The numerous instances of breaching, ignoring or blatant re-interpretation of Bulgarian and European laws accompany the saga with the inadequate council decision in the Stara Zagora region. Similar ill-conceived attitudes and the inappropriate treatment of waste, polluting the environment of many Bulgarian villages, where people are trying to develop agriculture or eco-tourism, is a serious government problem, which periodically unsettles the spirits in the whole country and affects all of us.

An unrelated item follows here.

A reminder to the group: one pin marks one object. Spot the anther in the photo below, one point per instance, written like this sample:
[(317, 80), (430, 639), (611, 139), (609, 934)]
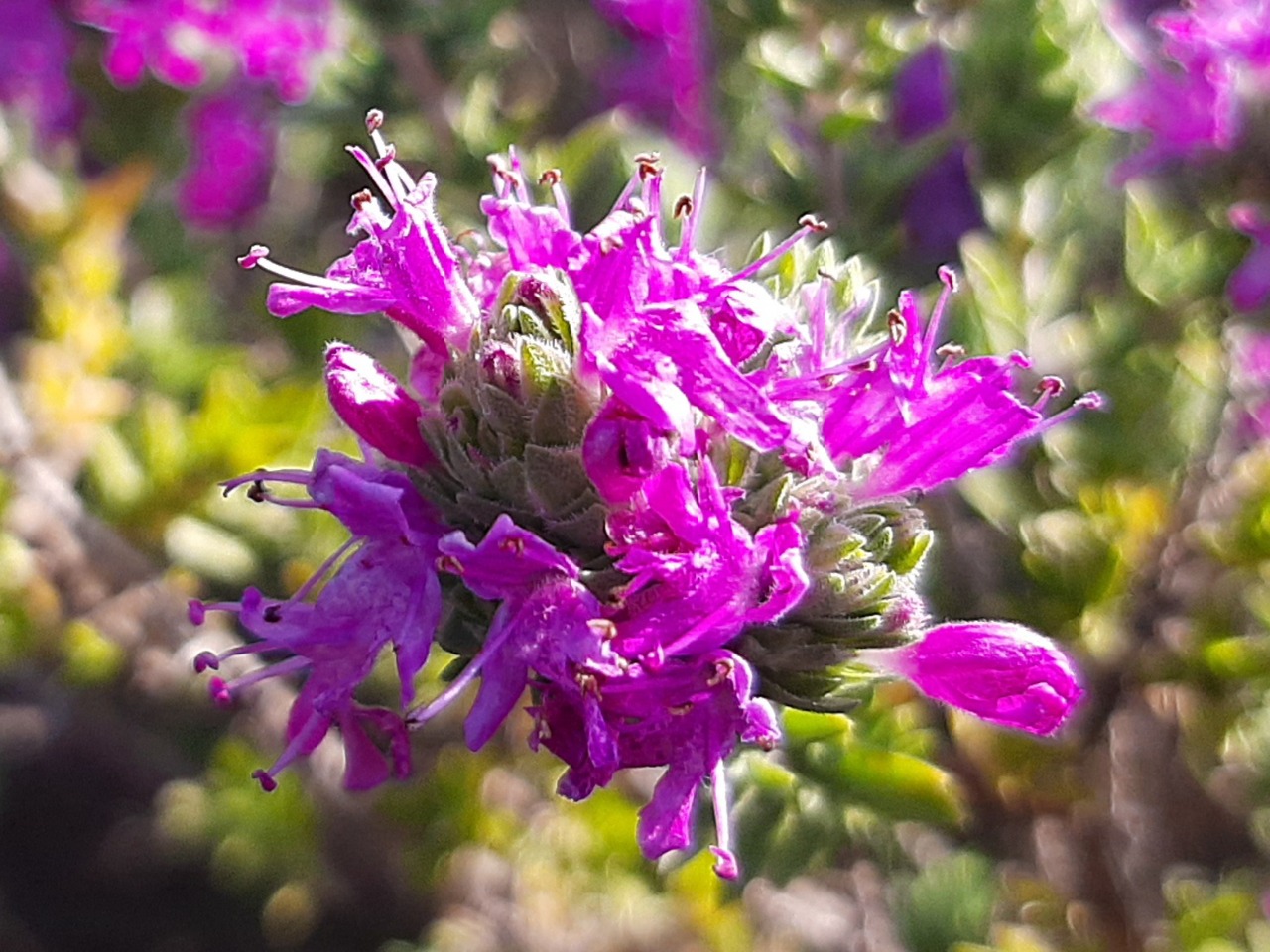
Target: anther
[(448, 563), (897, 326), (602, 629), (722, 670), (388, 158), (1049, 386), (254, 255), (220, 692)]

Initiative committee members share their outrage not just with the fact that village residents get threatened and blackmailed to terminate their involvement in the protest, but also because the waste treatment alternatives (one of which envisaged a more sensible waste treatment plant instead of the deposition of wastewater on fertile soils) did not get the deserved and necessary attention by decision-making authorities. Similar government irresponsibility (missed deadlines and blatantly illegal activities by the Stara Zagora local government committee) awakens even more outrage, especially given that 250 ha of forest (gifted to the municipality by the Ministry for Agriculture and Food) has been cleared and uprooted without a trace, to make space for waste storage! The locals are discussing future legal action and protests, if the voice of reason is not heard.